The Raising of Christ

A Jesus that confronts, converts & consoles us. Well, He’s done very well with the first two in my life. How am I preparing ahead of this Christmas season and then on through until the next Advent season? There’s still so much of the path in front of me. I can see the goal set high on a mountain, but I haven’t even entered the foothills yet.
I can’t see the pitfalls and stumbling blocks that await me. I can only know they’re there. So the next step is to get my medical kit together to present to the Divine Healer.
There’ll be triumphs as well as injury. But He’ll give me a talking to whethe journeyn I try to do it all myself. He’ll teach me to allow Him to carry even more of the burden. He’ll console me when I’m ready to give up and He’s going to give me what I need to read the summit.
One of the things I’ll have to struggle through to reach the trailhead is crossing the river that is “coming out” so to speak (about my discernment). I’ve done so with some of my friends, but how will my family take it? I know not.
Mary had to have so many questions, so much uncertainty like me. I mean, think about especially after she gave birth to the Messiah. The next step in life was clear: to raise Him. Teach Him. Feed Him. Clothe Him. Change His nappies. But what was the next step in raising the Son of God? When He was old enough, take Him to the temple. Teach Him the Jewish tradition. Wait for instructions from God? Lead Him by the hand to the market to teach Him discipline and respect of all?
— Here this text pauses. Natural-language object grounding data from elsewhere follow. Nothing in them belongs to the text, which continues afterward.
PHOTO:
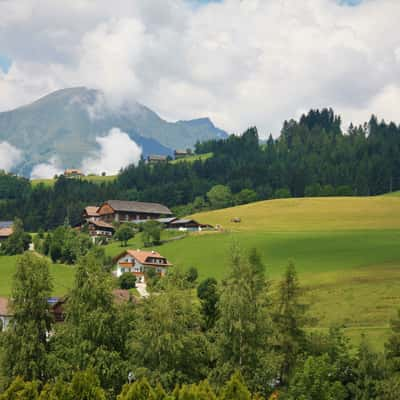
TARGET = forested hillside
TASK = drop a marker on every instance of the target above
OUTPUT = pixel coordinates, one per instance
(312, 157)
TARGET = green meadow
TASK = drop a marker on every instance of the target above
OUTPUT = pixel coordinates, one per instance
(62, 276)
(346, 251)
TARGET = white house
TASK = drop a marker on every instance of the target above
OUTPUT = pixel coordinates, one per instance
(138, 262)
(5, 314)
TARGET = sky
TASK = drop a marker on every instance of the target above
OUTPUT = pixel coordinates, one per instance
(240, 62)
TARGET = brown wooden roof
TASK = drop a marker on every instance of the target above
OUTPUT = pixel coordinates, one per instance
(139, 207)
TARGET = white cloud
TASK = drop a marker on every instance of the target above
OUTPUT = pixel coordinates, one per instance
(117, 151)
(10, 156)
(251, 62)
(46, 170)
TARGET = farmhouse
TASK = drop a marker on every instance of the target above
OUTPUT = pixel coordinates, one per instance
(128, 211)
(100, 229)
(90, 214)
(157, 159)
(73, 173)
(187, 225)
(182, 153)
(6, 229)
(5, 314)
(138, 262)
But that gift of uncertainty is one God gave us as well. He gave Mary many gifts he also gave us. The gift of choice. The gift of love. The gift of hope. The gift of belief. The gift of faith. The gift of motherhood.
That last one might be difficult for men to wrap their heads around. Maybe they’d rather think of it as fatherhood.
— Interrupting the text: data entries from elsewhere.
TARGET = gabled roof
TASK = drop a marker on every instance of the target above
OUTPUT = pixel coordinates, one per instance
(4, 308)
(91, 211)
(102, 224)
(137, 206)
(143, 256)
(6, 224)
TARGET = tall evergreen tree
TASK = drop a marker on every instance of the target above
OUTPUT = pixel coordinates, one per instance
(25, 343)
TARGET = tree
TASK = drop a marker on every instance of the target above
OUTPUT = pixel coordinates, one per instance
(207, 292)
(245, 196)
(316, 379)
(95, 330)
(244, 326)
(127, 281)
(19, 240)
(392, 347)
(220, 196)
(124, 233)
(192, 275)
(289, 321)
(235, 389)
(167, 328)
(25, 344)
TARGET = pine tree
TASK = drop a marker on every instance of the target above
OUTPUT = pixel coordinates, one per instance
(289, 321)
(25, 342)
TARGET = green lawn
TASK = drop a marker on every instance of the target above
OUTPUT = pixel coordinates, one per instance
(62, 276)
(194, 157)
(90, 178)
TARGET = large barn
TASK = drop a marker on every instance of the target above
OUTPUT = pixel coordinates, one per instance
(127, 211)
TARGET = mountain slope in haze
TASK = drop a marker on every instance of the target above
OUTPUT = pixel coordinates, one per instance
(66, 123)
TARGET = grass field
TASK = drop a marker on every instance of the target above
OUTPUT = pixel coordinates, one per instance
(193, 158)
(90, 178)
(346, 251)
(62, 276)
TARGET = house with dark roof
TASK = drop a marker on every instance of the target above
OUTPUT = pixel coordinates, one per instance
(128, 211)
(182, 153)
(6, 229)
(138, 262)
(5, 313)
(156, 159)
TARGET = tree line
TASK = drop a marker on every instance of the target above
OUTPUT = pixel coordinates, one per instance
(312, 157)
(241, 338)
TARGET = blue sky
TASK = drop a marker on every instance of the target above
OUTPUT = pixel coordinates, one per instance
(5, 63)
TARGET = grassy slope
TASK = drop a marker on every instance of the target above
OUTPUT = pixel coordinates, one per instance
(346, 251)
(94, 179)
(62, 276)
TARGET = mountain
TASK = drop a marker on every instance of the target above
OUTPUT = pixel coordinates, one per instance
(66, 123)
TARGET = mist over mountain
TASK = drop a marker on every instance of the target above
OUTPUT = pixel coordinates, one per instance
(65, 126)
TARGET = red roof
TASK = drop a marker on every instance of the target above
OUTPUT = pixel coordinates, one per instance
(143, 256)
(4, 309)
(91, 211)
It does not work that way.
 
First, Mary nurtured Him in her womb during her pregnancy. We also nurture Him in us: in our hearts. He starts very small like the oft spoken of seed, and as we feed Him by learning more about Him and trying to live as He did, He matures to the point we’re ready to “give birth”… to live more fully our faith. Think of this stage as the conversion states: the time leading up to becoming a Christian or a member of the Church… confirmation, RCIA, First Communion…
Next is the raising Him stage; we feed Him, clothe Him, and make sure HE doesn’t stick His fingers in the electrical outlet. When we feed Him, He’s feeding us the love that only a God who died for us can have. As we clothe Him, He’s clothing us with the garments of understanding of His works. And while we’re making sure He doesn’t get into trouble, He’s teaching to not to get in trouble, teaching us to avoid sin and the devil.
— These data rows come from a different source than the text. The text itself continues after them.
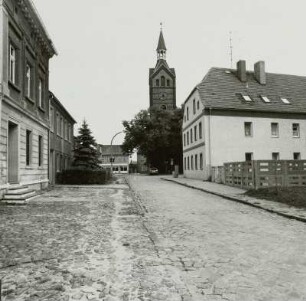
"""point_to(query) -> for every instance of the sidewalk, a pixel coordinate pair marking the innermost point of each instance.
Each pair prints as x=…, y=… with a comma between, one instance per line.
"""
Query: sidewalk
x=237, y=195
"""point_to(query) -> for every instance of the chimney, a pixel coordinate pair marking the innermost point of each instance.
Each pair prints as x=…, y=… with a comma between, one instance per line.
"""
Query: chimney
x=241, y=70
x=259, y=72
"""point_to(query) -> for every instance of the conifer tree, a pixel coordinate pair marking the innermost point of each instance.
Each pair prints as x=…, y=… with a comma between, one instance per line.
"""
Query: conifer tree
x=86, y=154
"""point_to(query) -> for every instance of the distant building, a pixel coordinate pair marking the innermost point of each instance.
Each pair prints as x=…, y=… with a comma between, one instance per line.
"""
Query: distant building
x=114, y=153
x=162, y=80
x=239, y=115
x=61, y=138
x=24, y=79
This is the discipleship stage.
Lastly is the letting Him strike out and adventure on His own stage but that isn’t what happens. He is with us always. We are comfortable in our relationship with Him. We are both adults. We, the caretakers of the acorn that grew into a mighty oak, are mature in our faith. We journey side-by-side through the foothills as we make our way to the highest peak. It’s there that is His home and that He invites us, in full communion with Him, to help in the ministry.
When we feed the poor, He is there. When he heal the afflicted, He is there, When we visit the prisoner, He is there.
He is there in us, with us, and with those we are helping and touching in our lives.
I do’t have an equivalency for this stage. I supposed you could equate it to the Buddhist enlightenment, the Hindu’s nirvana, or the secularist’s heaven-on-earth. Maybe this is what it means to become a saint.
Or maybe it’s just another stop on God’s path for us.